In signing the 2015 Paris agreement, the United States, along with 194 other countries, pledged to curb greenhouse gas emissions to combat global warming. But Trump — who has called climate change a “hoax” despite scientific evidence to the contrary — promised during his campaign that he would withdraw from the Paris accord.

“The agreement is a massive redistribution of the United States’ wealth to other countries,” Trump said. “As of today, the United States will cease all implementation of the nonbinding Paris accord and the draconian financial and economic burdens [it] imposes on our country.” This includes making further payments to the Green Climate Fund, set up to help developing countries battle and cope with climate change. The United States has already paid $1 billion of the $3 billion it pledged to the fund.

Trump did leave the door open to reentering the Paris accord under revised terms or signing an entirely new climate agreement.

Magma stored under volcanoes is mostly solid

Most of a volcano’s magma probably isn’t the oozing, red-hot molten goo often imagined.

Analyses of zircon crystals, spewed from a volcanic eruption in New Zealand, show that the crystals spent the vast majority of their time underground in solid, not liquid, magma, researchers report in the June 16 Science. The results suggest the magma melted shortly before the volcano erupted.

This finding helps confirm geologists’ emerging picture of magma reservoirs as mostly solid masses, says geologist John Pallister of the U.S. Geological Survey in Vancouver, Wash., who was not involved in the study. And it could help scientists more accurately forecast when volcanoes are poised to erupt.
Studying magma reservoirs directly is difficult because they’re buried kilometers underground. Heat and pressure would destroy any instruments sent down there. So Kari Cooper, a geochemist at the University of California, Davis, and her colleagues probed magma by scrutinizing seven zircon crystals from New Zealand’s Taupo Volcanic Zone. These crystals formed between a few thousand and a few hundred thousand years ago, when molten magma from deeper in Earth’s crust crept up to the Taupo reservoir, cooled and crystallized into zircon and other minerals. Some of these other minerals eventually melted back into liquid magma and carried the zircon up and out during an eruption 700 years ago.
By examining the distribution of lithium in the zircon crystals, the researchers discerned how long the zircon had existed at temperatures hot enough to melt its mineral neighbors — that is, how long the magma had stayed molten. Lithium, which the crystals would have picked up from surrounding magma, spreads through zircon faster when it’s hotter, Cooper explains.

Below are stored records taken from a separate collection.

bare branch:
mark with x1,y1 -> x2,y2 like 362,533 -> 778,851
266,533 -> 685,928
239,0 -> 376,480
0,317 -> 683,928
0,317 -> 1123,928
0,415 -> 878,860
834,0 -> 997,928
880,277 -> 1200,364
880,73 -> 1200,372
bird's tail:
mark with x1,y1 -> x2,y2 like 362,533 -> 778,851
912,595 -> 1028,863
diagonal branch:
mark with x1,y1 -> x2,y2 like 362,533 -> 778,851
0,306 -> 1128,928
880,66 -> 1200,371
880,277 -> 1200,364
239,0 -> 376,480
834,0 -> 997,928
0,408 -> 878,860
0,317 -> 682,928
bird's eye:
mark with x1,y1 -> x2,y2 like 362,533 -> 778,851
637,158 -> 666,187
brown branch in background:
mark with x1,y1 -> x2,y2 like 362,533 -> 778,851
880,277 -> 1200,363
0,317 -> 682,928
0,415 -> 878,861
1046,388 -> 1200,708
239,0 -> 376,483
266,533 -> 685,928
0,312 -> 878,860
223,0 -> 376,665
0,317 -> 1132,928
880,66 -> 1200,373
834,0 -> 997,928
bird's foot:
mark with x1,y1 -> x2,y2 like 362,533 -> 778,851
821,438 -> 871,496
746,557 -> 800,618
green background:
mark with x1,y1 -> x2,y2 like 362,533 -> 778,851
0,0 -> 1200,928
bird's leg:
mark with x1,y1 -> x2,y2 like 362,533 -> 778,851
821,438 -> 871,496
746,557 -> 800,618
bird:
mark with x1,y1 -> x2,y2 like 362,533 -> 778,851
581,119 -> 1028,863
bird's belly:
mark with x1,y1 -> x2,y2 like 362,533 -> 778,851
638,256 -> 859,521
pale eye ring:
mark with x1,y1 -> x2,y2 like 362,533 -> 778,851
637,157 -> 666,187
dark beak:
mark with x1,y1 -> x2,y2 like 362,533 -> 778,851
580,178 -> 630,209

The diffusion of lithium indicated that the crystals spent, at most, about 1,200 years exposed to a temperature range of 650° to 750° Celsius. At those temperatures, solid magma melts into a state that’s a little like a snow cone — mostly crystalline, with a bit of liquid seeping through. And for just 40 years, the crystals were exposed to temperatures above 750° — hot enough for magma to completely melt. Since the magma spent the overwhelming majority of its lifetime in the reservoir as a mostly solid mass, scientists surmise it melted briefly only before eruption.

“The other cool thing that we found is that most of the crystals are more than 50,000 years old,” Cooper says. In the last 50,000 years, this volcanic system underwent many eruptions before belching up the studied zircon crystals 700 years ago. The relatively short time these crystals experienced high heat suggests that they weren’t affected much by the magma in those previous eruptions. “Everything has to be much more compartmentalized down there than we originally thought,” Cooper says.

The study’s findings raise questions about how mostly solid magma melts and mobilizes before an eruption, says George Bergantz, an earth scientist at the University of Washington in Seattle who was not involved in the research. Cooper suspects that molten material from even deeper underground seeps up and melts solid magma. But, she says, “it’s still very much an open question.”